Don't Love the Government

Brian Gongol


Love. It's the secret ingredient inside Grandma's chocolate-chip cookies. It is, according to the Beatles, all you need. It is, we are told, what makes a Subaru a Subaru.

But there is one thing which love is not, and never will be: Something you exchange with your government.

You can have a love of your country. You can have love of liberty. You can even love certain things about your government (like, say, the Thunderbirds of the US Air Force).

But you cannot love your government, and it cannot love you.

I didn't think this was a matter of debate or even the most remote consideration before I heard the 2018 State of the Union address. But there it was, when President Trump declared: "Americans love their country.

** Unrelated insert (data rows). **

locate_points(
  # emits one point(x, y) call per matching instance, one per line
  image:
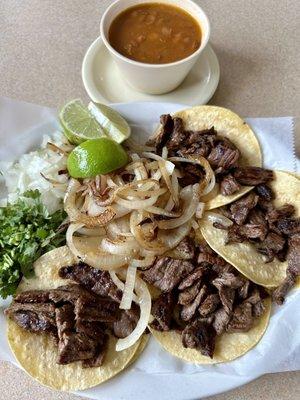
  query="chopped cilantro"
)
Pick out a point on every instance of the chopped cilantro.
point(27, 231)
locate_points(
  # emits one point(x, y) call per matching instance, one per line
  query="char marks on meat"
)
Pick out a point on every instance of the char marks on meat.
point(78, 316)
point(162, 311)
point(92, 279)
point(209, 298)
point(223, 156)
point(293, 270)
point(33, 317)
point(252, 176)
point(229, 185)
point(127, 321)
point(240, 209)
point(187, 248)
point(166, 273)
point(242, 319)
point(220, 152)
point(265, 192)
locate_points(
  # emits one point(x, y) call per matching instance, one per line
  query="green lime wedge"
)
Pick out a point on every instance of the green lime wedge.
point(95, 157)
point(78, 123)
point(114, 125)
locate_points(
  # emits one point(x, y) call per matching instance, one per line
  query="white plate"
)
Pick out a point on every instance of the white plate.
point(157, 374)
point(104, 83)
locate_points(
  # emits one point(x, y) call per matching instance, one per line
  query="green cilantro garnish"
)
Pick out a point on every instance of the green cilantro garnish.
point(27, 231)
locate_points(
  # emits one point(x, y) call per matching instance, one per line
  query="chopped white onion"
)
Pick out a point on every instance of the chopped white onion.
point(72, 228)
point(90, 253)
point(168, 164)
point(144, 301)
point(126, 247)
point(200, 210)
point(76, 215)
point(128, 288)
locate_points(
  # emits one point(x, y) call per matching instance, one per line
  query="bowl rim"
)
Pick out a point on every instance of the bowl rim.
point(148, 65)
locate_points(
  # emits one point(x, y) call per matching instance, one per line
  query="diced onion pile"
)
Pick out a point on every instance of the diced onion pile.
point(135, 215)
point(44, 170)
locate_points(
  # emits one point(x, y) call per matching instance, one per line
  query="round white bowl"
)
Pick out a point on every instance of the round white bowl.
point(154, 78)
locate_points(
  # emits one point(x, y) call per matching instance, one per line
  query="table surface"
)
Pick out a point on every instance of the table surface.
point(42, 44)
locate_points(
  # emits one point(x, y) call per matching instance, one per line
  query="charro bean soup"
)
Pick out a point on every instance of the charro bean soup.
point(155, 33)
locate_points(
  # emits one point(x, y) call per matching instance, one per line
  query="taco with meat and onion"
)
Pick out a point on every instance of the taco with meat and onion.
point(214, 136)
point(64, 323)
point(206, 312)
point(260, 233)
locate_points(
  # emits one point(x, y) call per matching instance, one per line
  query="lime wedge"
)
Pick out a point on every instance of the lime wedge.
point(95, 157)
point(79, 125)
point(114, 125)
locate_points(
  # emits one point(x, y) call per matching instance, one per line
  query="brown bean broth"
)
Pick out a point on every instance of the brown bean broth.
point(155, 33)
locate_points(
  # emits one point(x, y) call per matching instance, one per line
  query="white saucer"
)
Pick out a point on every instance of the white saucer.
point(104, 83)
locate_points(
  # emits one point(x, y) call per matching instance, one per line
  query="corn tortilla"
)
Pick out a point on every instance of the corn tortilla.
point(37, 353)
point(231, 126)
point(244, 256)
point(229, 346)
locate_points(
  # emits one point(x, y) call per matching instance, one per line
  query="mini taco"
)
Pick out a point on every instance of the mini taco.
point(259, 233)
point(61, 333)
point(219, 136)
point(207, 311)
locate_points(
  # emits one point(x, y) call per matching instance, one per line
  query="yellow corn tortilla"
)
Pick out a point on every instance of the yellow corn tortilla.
point(244, 256)
point(231, 126)
point(229, 346)
point(37, 353)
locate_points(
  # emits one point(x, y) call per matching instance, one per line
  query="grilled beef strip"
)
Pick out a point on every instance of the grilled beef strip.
point(223, 156)
point(273, 231)
point(200, 335)
point(162, 311)
point(167, 272)
point(241, 208)
point(36, 318)
point(264, 191)
point(229, 185)
point(94, 280)
point(221, 153)
point(211, 298)
point(187, 248)
point(77, 315)
point(252, 176)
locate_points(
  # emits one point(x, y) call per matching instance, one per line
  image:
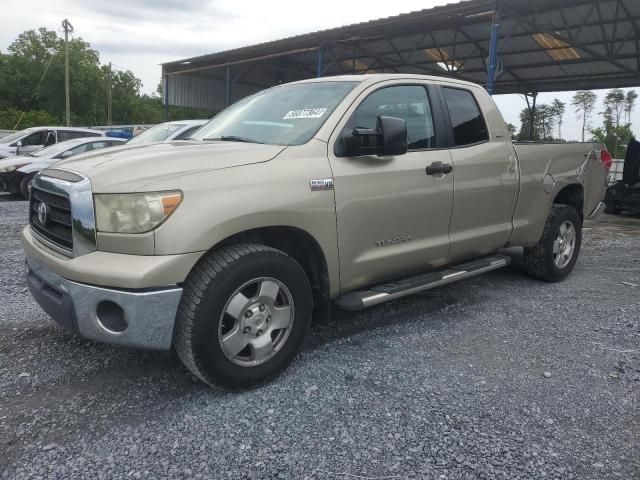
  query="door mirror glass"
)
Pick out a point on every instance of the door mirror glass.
point(387, 139)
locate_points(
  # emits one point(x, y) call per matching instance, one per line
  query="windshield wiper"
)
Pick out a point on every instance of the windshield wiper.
point(233, 138)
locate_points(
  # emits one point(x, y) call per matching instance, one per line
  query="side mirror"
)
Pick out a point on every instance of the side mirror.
point(387, 139)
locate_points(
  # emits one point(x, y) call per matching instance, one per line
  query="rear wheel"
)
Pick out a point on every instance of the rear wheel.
point(243, 315)
point(555, 255)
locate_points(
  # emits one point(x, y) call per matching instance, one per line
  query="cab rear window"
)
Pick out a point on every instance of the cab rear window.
point(467, 121)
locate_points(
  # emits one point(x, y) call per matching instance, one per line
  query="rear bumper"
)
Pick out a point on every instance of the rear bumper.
point(135, 318)
point(597, 211)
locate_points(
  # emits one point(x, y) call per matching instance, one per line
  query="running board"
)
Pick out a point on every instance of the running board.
point(390, 291)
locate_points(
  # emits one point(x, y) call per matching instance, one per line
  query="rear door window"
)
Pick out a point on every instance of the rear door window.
point(467, 121)
point(187, 133)
point(70, 134)
point(36, 138)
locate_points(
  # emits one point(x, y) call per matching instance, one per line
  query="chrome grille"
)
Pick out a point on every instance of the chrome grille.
point(57, 221)
point(64, 201)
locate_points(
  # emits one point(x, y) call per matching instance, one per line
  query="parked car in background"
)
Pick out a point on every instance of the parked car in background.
point(167, 132)
point(17, 172)
point(624, 194)
point(32, 139)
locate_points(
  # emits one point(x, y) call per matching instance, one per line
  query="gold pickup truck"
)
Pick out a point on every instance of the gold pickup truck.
point(355, 190)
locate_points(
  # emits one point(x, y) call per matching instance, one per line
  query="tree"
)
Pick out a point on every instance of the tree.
point(558, 108)
point(615, 138)
point(630, 102)
point(544, 122)
point(615, 101)
point(584, 101)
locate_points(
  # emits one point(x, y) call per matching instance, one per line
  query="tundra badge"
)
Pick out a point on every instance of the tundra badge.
point(322, 184)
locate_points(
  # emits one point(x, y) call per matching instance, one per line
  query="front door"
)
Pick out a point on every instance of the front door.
point(393, 218)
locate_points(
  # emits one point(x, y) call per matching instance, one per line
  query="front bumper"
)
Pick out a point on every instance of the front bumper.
point(135, 318)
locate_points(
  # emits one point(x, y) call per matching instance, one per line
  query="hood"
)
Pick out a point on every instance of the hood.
point(11, 163)
point(129, 168)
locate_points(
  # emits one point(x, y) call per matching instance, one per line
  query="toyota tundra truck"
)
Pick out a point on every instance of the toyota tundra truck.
point(349, 190)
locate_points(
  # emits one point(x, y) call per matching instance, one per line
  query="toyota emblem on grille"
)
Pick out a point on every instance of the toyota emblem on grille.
point(43, 213)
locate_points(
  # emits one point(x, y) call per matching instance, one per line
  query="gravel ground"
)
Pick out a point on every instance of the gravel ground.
point(496, 377)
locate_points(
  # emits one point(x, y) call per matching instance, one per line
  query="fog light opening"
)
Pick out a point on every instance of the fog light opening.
point(111, 317)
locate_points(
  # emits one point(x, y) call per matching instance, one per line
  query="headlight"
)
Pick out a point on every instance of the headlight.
point(134, 212)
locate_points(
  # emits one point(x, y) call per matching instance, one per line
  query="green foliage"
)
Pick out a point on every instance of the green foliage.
point(32, 80)
point(9, 118)
point(614, 134)
point(584, 101)
point(546, 118)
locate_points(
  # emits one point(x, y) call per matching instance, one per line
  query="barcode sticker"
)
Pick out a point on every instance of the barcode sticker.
point(305, 113)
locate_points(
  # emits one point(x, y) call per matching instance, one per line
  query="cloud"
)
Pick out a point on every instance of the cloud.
point(141, 34)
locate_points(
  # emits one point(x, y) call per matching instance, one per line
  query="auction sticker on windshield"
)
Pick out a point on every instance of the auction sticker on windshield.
point(305, 113)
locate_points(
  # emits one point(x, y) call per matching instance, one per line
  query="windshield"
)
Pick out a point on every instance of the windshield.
point(158, 133)
point(15, 136)
point(53, 150)
point(287, 115)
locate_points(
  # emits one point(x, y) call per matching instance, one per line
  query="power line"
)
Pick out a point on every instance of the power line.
point(68, 28)
point(35, 92)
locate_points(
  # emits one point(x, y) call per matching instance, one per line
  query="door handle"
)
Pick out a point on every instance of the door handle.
point(438, 167)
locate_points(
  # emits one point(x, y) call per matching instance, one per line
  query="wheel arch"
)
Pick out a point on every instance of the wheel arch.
point(298, 244)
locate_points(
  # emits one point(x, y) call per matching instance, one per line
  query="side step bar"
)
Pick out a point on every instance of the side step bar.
point(390, 291)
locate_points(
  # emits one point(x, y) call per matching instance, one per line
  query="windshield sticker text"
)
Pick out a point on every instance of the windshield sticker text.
point(305, 113)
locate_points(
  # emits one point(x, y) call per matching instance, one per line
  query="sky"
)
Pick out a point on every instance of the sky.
point(139, 35)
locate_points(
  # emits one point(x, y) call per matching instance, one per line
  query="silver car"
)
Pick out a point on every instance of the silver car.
point(17, 172)
point(167, 132)
point(32, 139)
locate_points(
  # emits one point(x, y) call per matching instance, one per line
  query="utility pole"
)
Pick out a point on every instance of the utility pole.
point(68, 28)
point(109, 96)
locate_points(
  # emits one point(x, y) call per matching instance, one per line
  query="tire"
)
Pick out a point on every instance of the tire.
point(541, 262)
point(24, 185)
point(610, 204)
point(212, 320)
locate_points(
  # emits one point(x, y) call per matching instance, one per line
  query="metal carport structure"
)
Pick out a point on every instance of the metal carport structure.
point(539, 45)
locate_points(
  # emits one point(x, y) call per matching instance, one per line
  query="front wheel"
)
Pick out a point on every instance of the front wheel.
point(610, 203)
point(555, 255)
point(243, 315)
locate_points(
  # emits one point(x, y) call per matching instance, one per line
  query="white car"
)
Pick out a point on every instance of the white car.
point(17, 172)
point(167, 132)
point(32, 139)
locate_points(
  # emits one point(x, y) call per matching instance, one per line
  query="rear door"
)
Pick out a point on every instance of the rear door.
point(393, 218)
point(485, 175)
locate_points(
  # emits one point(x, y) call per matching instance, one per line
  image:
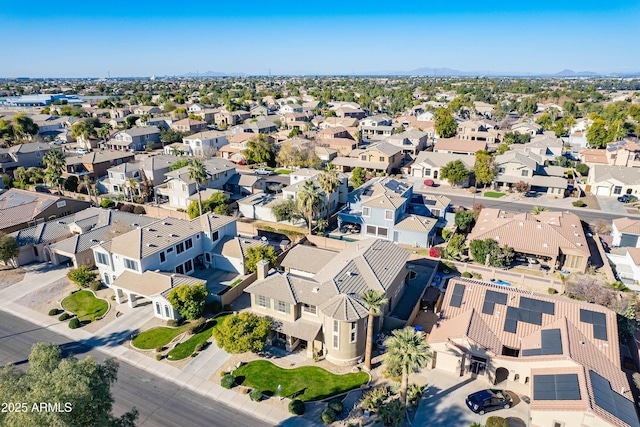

And they deserve a Government that shows them the same love and loyalty in return."

Now, you might think I'm being picky when I object to this line. But I believe in a couple of principles on which I think one must consistently hold the line: One of those is the very well-established conservative belief that words and ideas matter. Another, as Calvin Coolidge wrote, is that the words of the President carry an enormous weight.

So the reason I object to the turn of phrase that suggests that the government can "love" us -- or that it is the same thing for Americans to love their country as it is to love their government.

Just because something looks like a thing or reminds us of a thing doesn't make it that thing. For instance, Facebook may be where many of us go to "see" our friends -- but Facebook isn't our friend. It isn't anyone's friend. It is a very large company with a perfectly legal agenda, but that doesn't mean we should give it any greater leeway than we might give to any other company -- from Amazon.com to Boeing to Caterpillar.

But Facebook often manages to work its way into a special place in our heads because we so often see it when we're seeing pictures of people we like (and even love). That doesn't mean we should like Facebook, especially. In fact, it means we ought to be more cautious with Facebook than we might normally be -- because it has the advantage of taking that shortcut in our brains to the happy place where thoughts of our friends reside.

The fact that the relationship we have with Facebook inherently tends to makes us gullible is exactly why we should be deliberately more cautious with it, rather than less.

What goes for Facebook goes double for the government. The government gets to use the trappings of the country -- the flag, the anthem, and all of the pomp and circumstance that go with it. But just because we love those symbols of the things we should really love -- like our rights and our liberties -- does not mean the government itself deserves a free pass to put a claim on our love, too.

In fact, the government is the entity that has the most capacity to do great damage to those things we, as Americans, love most. That's why, if you immerse yourself in the words of the Founders -- especially James Madison -- you'll find that the operative feeling that overshadows the relationship between people and government is one of jealousy, not love.

Checks and balances operating between the three branches of government -- and between the Federal government and the governments of the states, counties, and cities -- are built not on affection but on jealousy. And, just like a net under a high-wire acrobat, the system only works under tension. If each part isn't pulling in its own direction, then the whole thing could fail.

Jealousy may not be a virtue, but it's a reliable instinct of human nature -- that's why the Founders were smart to rely on it rather than on love to keep the idea of a democratic republic alive in our form of government. So when the President says, "Americans love their country. And they deserve a Government that shows them the same love and loyalty in return," he mixes up the emotions as well as the objects of affection.

Americans love our country, but we should be eternally suspicious of our government, jealous of our rights and liberties, and quick to turn on anyone who would use the symbols that represent values we love to try to roll back those values themselves. The government shouldn't love us; it can't, and it shouldn't. It should only seek to serve us -- and our values. That's all it's capable of doing, anyway.